Meta introduces HOT3D: A dataset for advancing hand-object interaction research


SOURCE: PHILAVERSE.SUBSTACK.COM
JAN 03, 2025

PHIL SIARRI

JAN 03, 2025

Meta Reality Labs has introduced HOT3D, a publicly available dataset designed to enhance machine learning research on hand-object interactions.

This dataset comprises over 833 minutes of multi-view egocentric 3D video streams, captured using Meta's Project Aria glasses and Quest 3 VR headset.

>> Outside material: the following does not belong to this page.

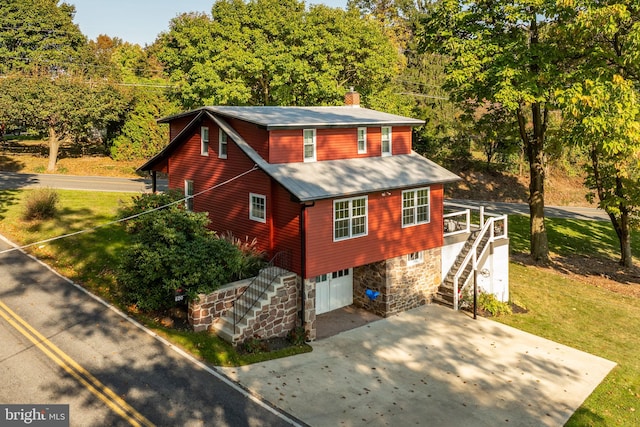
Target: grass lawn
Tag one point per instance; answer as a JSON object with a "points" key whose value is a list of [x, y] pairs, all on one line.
{"points": [[589, 318], [560, 307], [90, 258]]}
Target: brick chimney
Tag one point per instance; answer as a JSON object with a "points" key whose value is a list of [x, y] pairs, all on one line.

It includes 3.7 million annotated images, offering high-quality data on 19 subjects interacting with 33 diverse objects in real-world tasks.

Key features of HOT3D include:

Multi-modal data: RGB/monochrome image streams, eye gaze tracking, and 3D point clouds.

Comprehensive annotations: 3D poses of objects, hands, and cameras; 3D models of hands and objects.

Real-world scenarios: Demonstrations range from basic object manipulation to complex activities like typing or using kitchen utensils.

The dataset leverages a professional motion-capture system and supports advanced 3D tracking formats such as UmeTrack and MANO. Initial experiments revealed that models trained on HOT3D’s multi-view data outperform those trained on single-view data, excelling in tasks like 3D hand tracking, 6DoF object pose estimation, and 3D lifting of objects.

Available as open-source, HOT3D aims to drive innovation in robotics, AR/VR systems, and human-machine interfaces by providing a robust foundation for computer vision and machine learning advancements.

HOT3D Overview.

HOT3D overview: The dataset features multi-view egocentric image streams captured using the Aria glasses and Quest 3 headset, annotated with precise 3D poses and models of hands and objects. On the left, three multi-view frames from Aria display contours of 3D models for hands (white) and objects (green) in their ground-truth poses. Additionally, Aria provides 3D point clouds generated by SLAM and includes eye gaze tracking data (right). Credit: Banerjee et al.